With computer and smartphone manufacturers like Samsung spreading conceptual AI across all elements of their products, OpenAI is trying the same with an agentic application announced on Jan. 23. The application, called Operator, runs on the same basic technologies as ChatGPT but stays within a specialized online website. This enables it to freely do activities such as ordering foods or booking trips.
OpenAI suggested in a blog post Operator could “ope[n ] up new engagement opportunities for businesses, ” but did not elaborate.
What is OpenAI’s Operator?
Operator is an app that includes a web browser and the relational AI type GPT-4o. It’s the result of an OpenAI job to teach GPT-4o’s vision features on the graphical user interfaces found on normal web sites. Its ability to make multi-step strategies and proper errors independelty if needed cast it apart from other efforts to create agentic AI, OpenAI boasted. Operator’s Computer-Using Agent ( CUA) model is trained specifically on the buttons, forms, and menus likely to be found on a web page.
Operator is in alpha. OpenAI said comments from early-stage people will be used to enhance it.
ChatGPT Pro clients you sign up for Operator starting today.
OpenAI plans to offer Operator to Plus, Team, and Enterprise immediately. The software giant also intends to integrate its functions into ChatGPT frequently. They’ll include the CUA in their API “soon, ” according to the blog post.
How does Operator job?
The company says the CUA’s logic strategy, which they call an “inner speech, ” helps the unit understand intermediate steps and react to unexpected type. Under the hood, CUA takes pictures of website pages and uses a digital mouse and keyboard to explore.
As with ChatGPT, people can add personalized recommendations that Controller will consider, such as the user’s preferred airline.
Notice: Hazard actors can hack conceptual AI to quickly generate phishing emails and other malicious content.
People may prompt Controller in normal speech the same way they can prompt ChatGPT. Operator is trained to laugh at logging in to webpages, providing payment information, or passing CAPTCHAs, so it will hands handle up to the person for those steps.
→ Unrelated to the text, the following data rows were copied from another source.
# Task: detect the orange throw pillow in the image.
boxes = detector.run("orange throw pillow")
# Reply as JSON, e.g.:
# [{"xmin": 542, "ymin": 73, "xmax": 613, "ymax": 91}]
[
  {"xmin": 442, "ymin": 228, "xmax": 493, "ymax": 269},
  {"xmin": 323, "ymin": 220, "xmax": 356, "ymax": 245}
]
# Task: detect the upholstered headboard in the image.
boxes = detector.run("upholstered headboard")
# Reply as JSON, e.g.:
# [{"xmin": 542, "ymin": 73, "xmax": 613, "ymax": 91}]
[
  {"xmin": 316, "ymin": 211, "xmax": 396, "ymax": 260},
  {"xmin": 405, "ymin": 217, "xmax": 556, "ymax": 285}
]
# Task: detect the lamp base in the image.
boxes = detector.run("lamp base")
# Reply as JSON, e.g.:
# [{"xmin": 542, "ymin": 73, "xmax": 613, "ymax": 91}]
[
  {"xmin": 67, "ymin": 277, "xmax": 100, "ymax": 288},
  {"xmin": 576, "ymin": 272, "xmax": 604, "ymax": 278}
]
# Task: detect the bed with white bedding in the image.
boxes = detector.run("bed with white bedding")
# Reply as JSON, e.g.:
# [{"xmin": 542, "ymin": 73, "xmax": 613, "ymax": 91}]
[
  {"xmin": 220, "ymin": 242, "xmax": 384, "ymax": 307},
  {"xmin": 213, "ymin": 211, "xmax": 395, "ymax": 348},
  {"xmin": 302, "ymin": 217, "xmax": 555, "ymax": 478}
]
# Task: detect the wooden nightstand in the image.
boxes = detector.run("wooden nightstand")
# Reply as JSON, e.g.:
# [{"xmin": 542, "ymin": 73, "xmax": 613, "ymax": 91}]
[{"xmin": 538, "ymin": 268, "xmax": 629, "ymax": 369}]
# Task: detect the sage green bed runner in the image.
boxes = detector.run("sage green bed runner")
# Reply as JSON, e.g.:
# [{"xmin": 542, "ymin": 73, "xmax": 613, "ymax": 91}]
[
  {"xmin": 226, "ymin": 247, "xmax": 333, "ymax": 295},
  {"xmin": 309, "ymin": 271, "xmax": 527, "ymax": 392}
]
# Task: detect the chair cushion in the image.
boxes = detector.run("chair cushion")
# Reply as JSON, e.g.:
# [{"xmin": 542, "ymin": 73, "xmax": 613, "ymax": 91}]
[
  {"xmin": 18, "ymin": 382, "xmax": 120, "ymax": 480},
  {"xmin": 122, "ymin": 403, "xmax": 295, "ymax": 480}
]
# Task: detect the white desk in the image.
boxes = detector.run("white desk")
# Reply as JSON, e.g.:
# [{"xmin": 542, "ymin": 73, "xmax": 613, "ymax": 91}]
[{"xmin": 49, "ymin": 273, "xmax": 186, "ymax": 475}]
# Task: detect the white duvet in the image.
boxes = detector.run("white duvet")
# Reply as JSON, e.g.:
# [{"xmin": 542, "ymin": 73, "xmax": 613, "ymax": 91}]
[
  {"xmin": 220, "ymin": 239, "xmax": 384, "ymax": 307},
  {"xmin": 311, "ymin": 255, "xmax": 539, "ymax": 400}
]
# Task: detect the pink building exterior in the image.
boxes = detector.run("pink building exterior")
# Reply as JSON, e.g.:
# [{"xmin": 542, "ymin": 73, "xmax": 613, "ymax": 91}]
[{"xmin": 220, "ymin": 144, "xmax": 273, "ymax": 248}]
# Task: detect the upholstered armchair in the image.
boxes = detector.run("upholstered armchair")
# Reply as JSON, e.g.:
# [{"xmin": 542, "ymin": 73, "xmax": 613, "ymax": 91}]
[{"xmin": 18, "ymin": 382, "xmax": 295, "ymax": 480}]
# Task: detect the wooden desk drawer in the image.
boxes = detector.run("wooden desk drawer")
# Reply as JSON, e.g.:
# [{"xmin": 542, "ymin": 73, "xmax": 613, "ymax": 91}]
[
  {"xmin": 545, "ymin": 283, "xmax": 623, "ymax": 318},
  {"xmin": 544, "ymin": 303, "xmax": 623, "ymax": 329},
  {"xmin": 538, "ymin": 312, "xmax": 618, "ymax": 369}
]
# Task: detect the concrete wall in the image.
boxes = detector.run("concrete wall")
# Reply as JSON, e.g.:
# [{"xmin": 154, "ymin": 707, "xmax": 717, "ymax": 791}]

Operator is programmed not to accept requests — such as making banking transactions — or to weigh in on high-stakes situations, such as deciding whether to hire an employee.
If the Operator encounters an interface it can’t predict how to interact with, it will hand the task back to the user. OpenAI collaborated directly with the following companies to make sure Operator can interact with their sites:
- DoorDash.
- Instacart.
- OpenTable.
- Priceline.
- StubHub.
- Thumbtack.
- Uber.
OpenAI notes that the early iteration of Operator tends to struggle with “complex interfaces, ” including creating slideshows or adding items to calendars.
Operator enters into a crowded generative AI landscape
Some of Operator’s functionality overlaps with competitor tools, such as Google Gemini or Apple Intelligence.
Operator invites comparison with Microsoft’s much-maligned Recall feature, which uses screenshots to navigate a PC. Operator also shares some capabilities with Google Lens on Chrome. However, its ability to navigate websites autonomously could be a point of differentiation. Agentic AI, in which generative AI models perform multi-step errands on the user’s account, is either the hot new thing in tech or a new way to package the still-limited products.